受け入れられるはずがなかった。さすがに余命宣告はないだろうと。近々退院したら、梨歩の見舞いにでも行こうと思っていたのに。

梨歩に会いたい。でも、もうすぐ会えなくなる。
もう二度と。

最後にあったのはいつだろうか。
もし、俺が事故らなければ……病に気づくことはなかったかもしれない。そう思い込むことで、多少なりとも気休めくらいにはなっただろうか。

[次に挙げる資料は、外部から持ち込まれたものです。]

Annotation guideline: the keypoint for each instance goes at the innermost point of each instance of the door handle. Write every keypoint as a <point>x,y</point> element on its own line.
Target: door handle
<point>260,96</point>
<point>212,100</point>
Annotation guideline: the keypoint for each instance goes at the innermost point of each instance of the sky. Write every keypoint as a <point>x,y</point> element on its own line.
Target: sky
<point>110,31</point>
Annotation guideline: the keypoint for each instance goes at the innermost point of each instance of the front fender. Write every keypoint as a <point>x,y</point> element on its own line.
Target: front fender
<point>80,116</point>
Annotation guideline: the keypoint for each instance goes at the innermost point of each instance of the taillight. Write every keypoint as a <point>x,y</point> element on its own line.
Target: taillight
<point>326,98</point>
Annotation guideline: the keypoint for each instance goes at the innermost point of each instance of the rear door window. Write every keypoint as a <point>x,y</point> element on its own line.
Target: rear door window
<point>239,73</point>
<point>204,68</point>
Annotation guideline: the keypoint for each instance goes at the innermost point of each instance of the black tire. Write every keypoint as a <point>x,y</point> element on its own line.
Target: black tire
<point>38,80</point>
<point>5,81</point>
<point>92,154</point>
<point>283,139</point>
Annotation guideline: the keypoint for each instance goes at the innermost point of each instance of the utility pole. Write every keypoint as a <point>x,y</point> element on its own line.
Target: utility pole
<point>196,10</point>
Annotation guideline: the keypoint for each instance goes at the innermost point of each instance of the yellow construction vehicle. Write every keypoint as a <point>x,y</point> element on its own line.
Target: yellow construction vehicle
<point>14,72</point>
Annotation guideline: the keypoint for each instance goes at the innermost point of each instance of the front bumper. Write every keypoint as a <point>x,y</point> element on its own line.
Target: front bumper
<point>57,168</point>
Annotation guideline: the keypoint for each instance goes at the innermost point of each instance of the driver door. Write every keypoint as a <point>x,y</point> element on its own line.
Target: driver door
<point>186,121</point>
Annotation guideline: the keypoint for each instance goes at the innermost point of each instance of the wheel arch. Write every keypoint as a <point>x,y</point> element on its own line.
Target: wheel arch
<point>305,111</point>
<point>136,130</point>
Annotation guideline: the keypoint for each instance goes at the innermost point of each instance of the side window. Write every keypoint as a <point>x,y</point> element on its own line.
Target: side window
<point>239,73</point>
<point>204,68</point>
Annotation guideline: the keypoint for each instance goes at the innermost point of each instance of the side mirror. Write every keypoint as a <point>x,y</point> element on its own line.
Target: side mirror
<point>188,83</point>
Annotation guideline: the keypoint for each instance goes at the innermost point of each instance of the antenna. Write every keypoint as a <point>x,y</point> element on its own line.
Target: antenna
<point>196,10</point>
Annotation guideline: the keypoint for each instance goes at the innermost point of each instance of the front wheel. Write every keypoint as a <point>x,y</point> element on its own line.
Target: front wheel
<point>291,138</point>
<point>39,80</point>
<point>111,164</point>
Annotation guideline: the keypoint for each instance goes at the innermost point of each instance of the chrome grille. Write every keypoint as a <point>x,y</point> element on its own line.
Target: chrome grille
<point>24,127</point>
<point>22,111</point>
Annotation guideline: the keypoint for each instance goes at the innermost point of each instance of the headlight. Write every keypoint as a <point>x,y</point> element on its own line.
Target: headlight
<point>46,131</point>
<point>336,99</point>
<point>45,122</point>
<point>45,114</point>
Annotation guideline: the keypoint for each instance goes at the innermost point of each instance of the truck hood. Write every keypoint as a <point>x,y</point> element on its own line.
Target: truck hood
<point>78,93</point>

「とにかく、このことは一刻も早くご家族に伝えないといけません。ですから――」
「わかりました。あの……それなら……姉に」
「お姉さん?」
「両親は、もういないので」
「わかりました。ではお姉さんに連絡をします」





俺は自室に戻るなり、ベッドの上に脱力した状態で臥した。

実感がなさすぎて、逆に怖い。
刻一刻と迫る命のカウントダウン。梨歩もこんな不安と恐怖に苛まれながら今まで生きてきたのだろうか。でも、俺の知る限りの梨歩は、いつも笑顔だった。溌剌とした印象で、病とは無縁の、至って健康そのものなのだと思っていた。

いつどうなるかわからない恐怖。
生きている事自体が当たり前の日常だと信じて疑わなかった。その日常が、日常ではなくなる日がこんなにも早く訪れるとは思いもしなかった。

死にたくない。

もっと生きたい。

当たり前の日常が壊れていく恐怖ほど、絶望を感じずにはいられなかった。



死へのカウントダウン。


誰がこんな未来を想像できただろうか。


怪我が治ったら、真っ先に梨歩のもとへ駆けつけるのに。


最悪足が動かなくなったとしても、命さえあればいくらでも会えるチャンスはある。



それなのに、何て仕打ちなんだ。

俺が一体何をした?


なぜ、気付けなかった?


自覚症状が何なのかすらわからないなんて。


「くそ……ッ」


悔しい。


俺はまだ生きられる。


こんなにも元気なのに。


何もかも手遅れだというのか。


「何でだよ……」

もう明日が来なくなるかもしれないと思うと、急に目の前が真っ暗になったような気がした。